即刻行為を停止し、等としているが、笑わしちゃいけない。違法搬入は22年から23年夏に最も頻繁に行われ、24年になってからは数台の重機もダンプも現場事務所も全て撤去されて残土持ち込みは完了し見上げるほどの小山の様な違法盛土の上を風が吹き渡るばかりだ。  旧条例で対応できるなら23年夏の現場指導の時にでも措置命令を出すのが当然で、反社会的業者がいなくなってから、徒に格調高い文言で文書を出しても滑稽であり虚しくもある。

新条例には経過措置として「旧条例時に行った行為(中略)には前項の規定によりなお効力を有することとされる命令に違反した行為に対する罰則の適用については,なお従前の例による。」とされているが旧条例時に何度関連事業の是正命令を出しても梨のつぶてだった反社会的業者に根拠条文が削除されてしまうような命令を発しても届くまい。


そしてこの命令に血が上ったのか勇ましく刑事告発すると1年前に言ったのが我がハッタリ市長だ。刑事告発できるような法的足場固めもできないまま、1年が経ち、説明を求める情報開示請求には不開示で応じて、違法残土が結局どのような傷跡として市行政の中に積み上げられて残り、市長や幹部の対応がどう検証されてどういう教訓を得たのかも皆目判らない。  現場視察の議員や周辺住民に、刺青の腕をまくりあげて威嚇するような反社会的業者に、議会で全議員が現場視察をしようと合意しながら、怖気づいて、結局脱落逃亡する議員があった為現地視察は中止になったと漏れ聞く。できもしない刑事告発の大見得を切った市長や、条例や要綱を作って恰好をつけたが何ら有効な手も打てないまま、放置している議会や市役所の現状を広く公開し、市民に協同を呼び掛け、2度と悪徳業者に付け込まれないようにするべきだろう。

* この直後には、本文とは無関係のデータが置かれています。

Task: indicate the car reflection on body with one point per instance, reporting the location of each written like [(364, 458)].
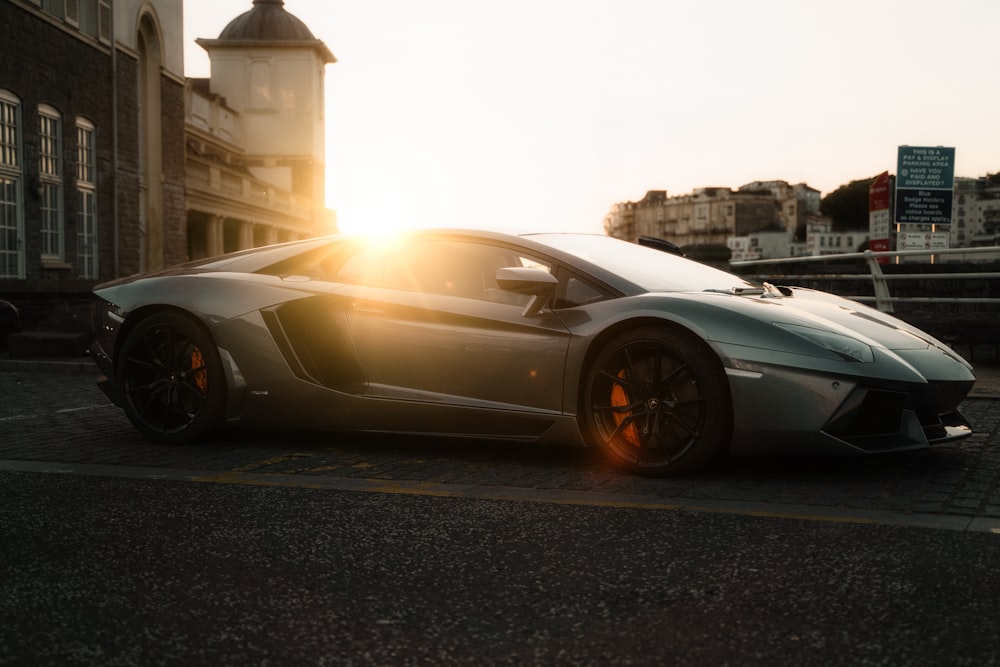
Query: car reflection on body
[(663, 364)]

ここで悪徳業者、同和を標榜する事業者などと言っても彼らが暴力沙汰で窓口に来て脅迫したから申請を通し、違法持ち込みを許した訳ではない。申請にはちゃんと市内在住の地権者・関係者が判を押し、承諾許可したらしい書類が添付されている。すると、農業委員会、土地改良区、市窓口職員、責任上司等関係者は市内のNやI、Kなど住民の名前と顔を承知していながら申請を受け付けたことになる。


茨城は江戸時代がそのまま残っているような後進県だ。(→と言う言い方は正確ではなく何ら論証はできないが)。都会の住宅難から40年ほど前この地に住宅を取得して移住してきて新住民となったものには、この地に根付く本家、分家、新宅、名主、地主、小作、縄張り、婿取りと言った地縁と血縁の繋がりの要素をこの違法残土堆積に代入して見ない限り、うっすらとした輪郭さえ浮かび上がっては来ない。

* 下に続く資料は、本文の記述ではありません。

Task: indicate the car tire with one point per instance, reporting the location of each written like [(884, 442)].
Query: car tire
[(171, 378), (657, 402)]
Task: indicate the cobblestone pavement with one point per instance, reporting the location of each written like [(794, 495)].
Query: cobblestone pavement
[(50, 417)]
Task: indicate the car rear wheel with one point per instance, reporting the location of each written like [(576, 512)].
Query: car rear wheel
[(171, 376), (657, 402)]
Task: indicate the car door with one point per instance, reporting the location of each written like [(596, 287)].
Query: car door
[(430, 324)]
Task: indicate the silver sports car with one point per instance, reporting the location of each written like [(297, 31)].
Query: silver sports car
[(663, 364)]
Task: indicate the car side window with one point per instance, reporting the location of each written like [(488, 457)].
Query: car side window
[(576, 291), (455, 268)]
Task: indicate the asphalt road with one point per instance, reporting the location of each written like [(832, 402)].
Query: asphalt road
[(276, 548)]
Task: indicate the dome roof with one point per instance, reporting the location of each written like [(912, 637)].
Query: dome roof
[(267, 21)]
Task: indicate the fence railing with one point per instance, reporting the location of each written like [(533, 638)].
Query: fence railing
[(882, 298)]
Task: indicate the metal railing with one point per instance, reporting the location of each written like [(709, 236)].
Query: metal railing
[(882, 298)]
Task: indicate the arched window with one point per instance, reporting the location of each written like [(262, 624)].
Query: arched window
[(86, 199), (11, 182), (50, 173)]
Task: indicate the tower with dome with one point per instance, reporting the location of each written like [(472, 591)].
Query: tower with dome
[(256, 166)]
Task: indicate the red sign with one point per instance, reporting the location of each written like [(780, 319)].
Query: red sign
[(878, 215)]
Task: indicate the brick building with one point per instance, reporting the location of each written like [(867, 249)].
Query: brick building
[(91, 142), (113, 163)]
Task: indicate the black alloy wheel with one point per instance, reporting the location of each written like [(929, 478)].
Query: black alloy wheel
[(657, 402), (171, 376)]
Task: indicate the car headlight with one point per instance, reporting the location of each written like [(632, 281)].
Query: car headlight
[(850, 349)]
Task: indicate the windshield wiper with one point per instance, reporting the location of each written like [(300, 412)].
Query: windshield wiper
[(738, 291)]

例えば22年から行われた北山の違法盛土で自分の田を作付できない状態にされた被害者と、土地に残土持ち込みを許した地権者の1人は同じ姓を持ち、被害者がなぜ残土事業者の告訴告発に踏み切らないのかが不明だ。甚大な被害と無法違法を確認しながら市執行部・農業委員会も、土地改良区も地権者と当事者が解決すべき問題、と冷たく放置している事など部外者には到底理解できない暗部を想像させる。

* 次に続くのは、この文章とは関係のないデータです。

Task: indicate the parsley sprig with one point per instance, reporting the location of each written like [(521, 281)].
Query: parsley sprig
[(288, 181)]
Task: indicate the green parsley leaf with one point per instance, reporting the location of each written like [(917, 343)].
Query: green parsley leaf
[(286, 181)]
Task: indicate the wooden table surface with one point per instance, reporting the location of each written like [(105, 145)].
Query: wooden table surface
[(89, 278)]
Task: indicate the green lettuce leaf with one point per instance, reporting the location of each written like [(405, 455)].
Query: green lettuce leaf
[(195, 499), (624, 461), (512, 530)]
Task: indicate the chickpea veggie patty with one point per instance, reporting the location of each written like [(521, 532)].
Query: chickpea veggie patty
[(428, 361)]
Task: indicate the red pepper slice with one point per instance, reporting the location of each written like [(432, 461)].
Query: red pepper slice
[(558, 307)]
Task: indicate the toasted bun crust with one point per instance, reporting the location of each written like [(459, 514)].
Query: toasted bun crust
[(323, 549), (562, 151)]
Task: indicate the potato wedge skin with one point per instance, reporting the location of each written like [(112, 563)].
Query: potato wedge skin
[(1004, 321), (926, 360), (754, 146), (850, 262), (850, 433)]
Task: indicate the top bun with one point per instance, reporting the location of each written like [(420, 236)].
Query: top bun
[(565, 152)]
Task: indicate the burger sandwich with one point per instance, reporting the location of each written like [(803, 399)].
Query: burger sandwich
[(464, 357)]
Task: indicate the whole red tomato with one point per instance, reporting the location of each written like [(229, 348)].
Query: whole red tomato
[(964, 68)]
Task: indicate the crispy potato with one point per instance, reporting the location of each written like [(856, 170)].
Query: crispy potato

本家の行っている事に分家は容喙できない、とか暴力団××組の幹部や○○組組員になった某の振る舞いには怖くて手を出せない、有力地主の行いには異議申立てはできない、言い出せば疎外されると言った前近代的掟が市役所、農委、改良区、議会を広く覆っていて、目先の圧力を躱すことにのみ専念し、問題が結局酷い形に行きつくまで、全体を見ないふりをして、遠巻きに放置して来た、としか理解し難い側面がある。



話は残土搬入が連日のように行われ、国藤農業改善研究所代表・全日本同和事業連盟東北ブロック総本部会長代行(平成23年7月当時)・藤牧忠昭氏、同有限会社員井上、近藤、高橋氏などが市職員の指導を受けていた、2年前の23年夏まで遡らなければならない。農地法の残土持ち込みで違法を指摘され、市や、県、土地改良区などから北山での違法盛土について再三是正命令を受けながら口だけで改善しますと回答するだけで完全に無視、放置して来た藤牧会長(、代表、会長、社長、代行など同姓の理事もいて呼称は不同で不正確)らは、23年夏、その盛土を次の現場、野堀字毛行山(のぼりあざけぎょうやま)に移動することを企んだ。

平成23年夏、数十台のダンプが連日のように建設残土を持ちこんでいた神生(かんの)の現場で樹木の伐採と残土搬入が勝手に行われていたので、市職員が「森林法に基づく伐採届けを提出する」よう指導した、と23年6月28日の報告にある。

違法搬入が先行し、後から整合させるために指導した届は結局2件出されたがこの申請が全くの虚偽記載で、いい加減なものであった。7月11日の方は申請者住所が成田国際ダチョウ牧場となっていながら、届け出人は市内「福原在住のNの名前」になっていて全く出鱈目である。8月19日の方は「農事組合法人・きらくやまダチョウ牧場」の名前になっているが、この時法人はまだ設立されていないし、代表者とされているのは8月20日に設立された法人の関係者理事ではない。そこに記載申請されたのが森林伐採→ウメボシ栽培、シイタケ栽培の申請である。別の並行する事業届けにはNの所有する山林が次の残土搬入地として届けられていた。  しかし梅も椎茸も全く見られない嘘っぱちの届け出であった。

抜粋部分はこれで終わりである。